Pozdrawiam Cię gorąco i trzymam kciuki.
KIKA.........
-
Re: Re: Re: Re: KLUB 30-st Sobota
CZeść!!
Jest 2 w nocy a ja zamiast spać czytam posciki ,jestem sową tz. takim typem człowieka ,który wieczorem dotaje zapału do pracy a rano jestem nieprzytomna.
Kika mam teraz problem właśnie z psychicznym poddaniem się diecie ,ciągle myślę o słodyczach i jestem cały czas głodna .
Wiem ,że potrafię nad tym panować ale jakoś nie mogę się zmobilizować.
W 9 miesiącu pierwszej ciąży (mam 10 letnią córkę) ważyłam tyle co teraz czyli 76 kg przy 2 ciązy w 9 m ważyłam 96 kg
wiem ,że można schudnąć i trzymać wagę chyba ,że ktoś ma problemy z hormonamiwtedy jest ciężko.
A jeśli chodzi o moją córcię 2 l to jest bardzo grzecznza ,muszę jedynie sprzątać ciągle po niej ale mam czas na poczytanie ,pisanie itpLubię być w pracy tam ciągle biegam,cos załatwiam ,wymyślam coraz to nowe zajęcia prowadzę kółko taneczne (jestem samoukiem)i wtedy spalam ,chudnę a w domu ogarnia mnie lenistwo.
Kiedyś byłam bardzo chuda i chciałam przytyć a teraz nie cierpie swoich kg .
Pa idę spać
Andzia
-
Re: Zaczynam od teraz!!!!
Czesc dziewczyny :-)
Andzia i Kika - jak to fajnie, ze piszecie.
Andzia, masz super prace, tez bym tak chciala.

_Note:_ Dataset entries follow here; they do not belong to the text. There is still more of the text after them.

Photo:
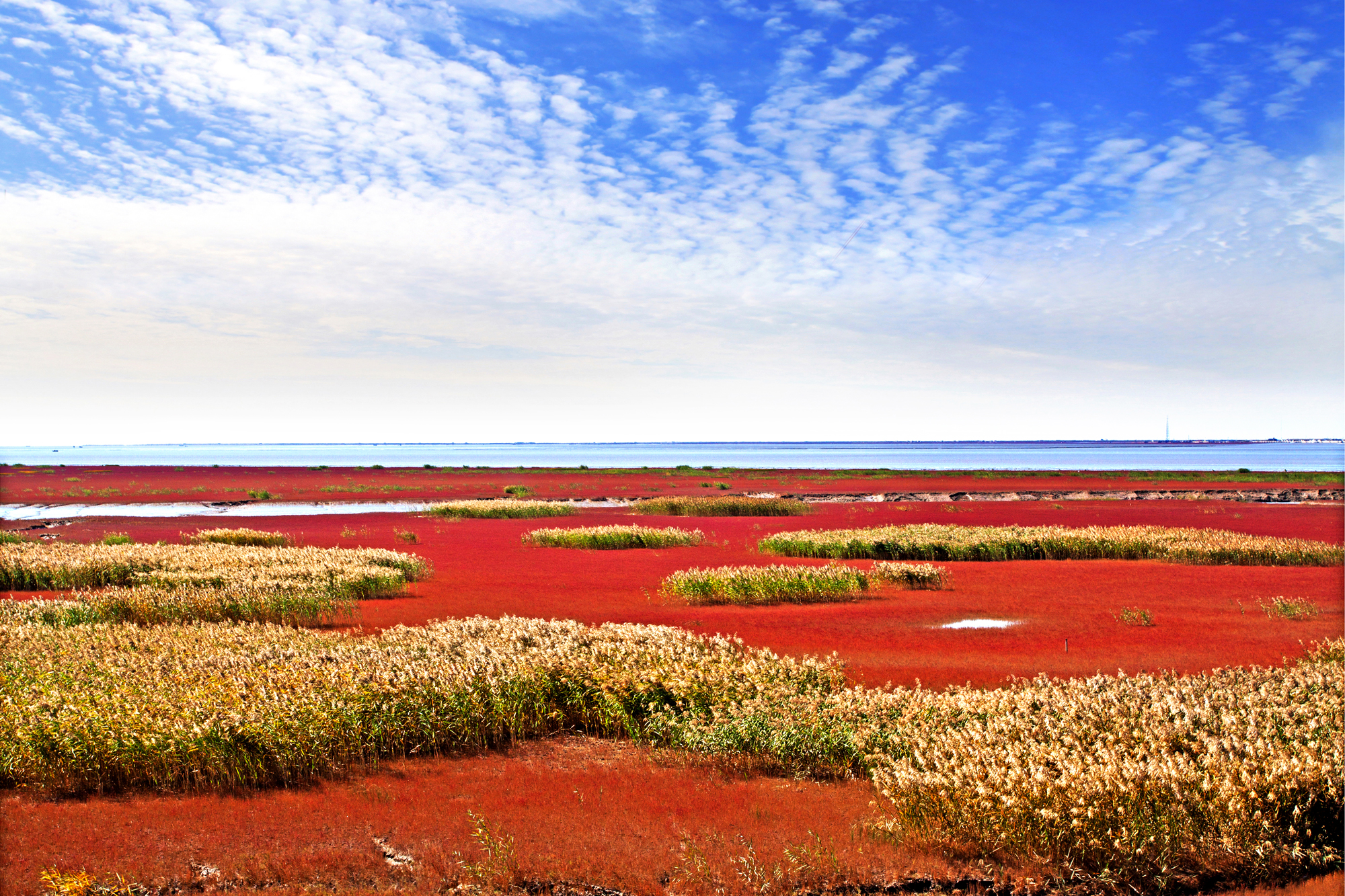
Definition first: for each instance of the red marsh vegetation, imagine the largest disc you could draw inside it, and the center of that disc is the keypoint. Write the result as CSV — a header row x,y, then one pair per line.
x,y
1203,616
653,822
111,483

Ja nie mam kontaktu z ludzmi, pracuje w bibliotece przy komputerze.
Dzisiejszy dzien rozpoczelam zdecydowanie nie odchudzajaco
(zlozona skibka chlebka z maselkiem i jajkiem), ale po przeczytaniu waszych poscikow doszlam do wniosku, ze wytrwam i potraktuje to tylko jako male zalamanie :-)
Pozdrawiam,
Tabby
-
Re: Zaczynam od teraz!!!!
Witam Koleżanki!!!!!
Andziu! Przede wszystkim gratuluję ciekawej pracy z dziećmi,i podziwiam cię za to co robisz.Ja też pracuję z ludżmi tylko trochę starszymi i na pewno nie tak sympatycznymi jak dzieci.Również lubię tańczyć ale sama układów choreograficznych na pewno bym nie wymyśliła.CIeszę się że psychiczne dołki masz już za sobą i nie musisz się tak ciągle kontrolować po prostu o tym nie myśl.Wiem coś o tym bo sama przeżywam to samo ale jak przeszłam na Montignaca to wcale nie jestem głodna tylko mam problemy ze słodyczami których mi się ciągle chce,ale walczę z tym.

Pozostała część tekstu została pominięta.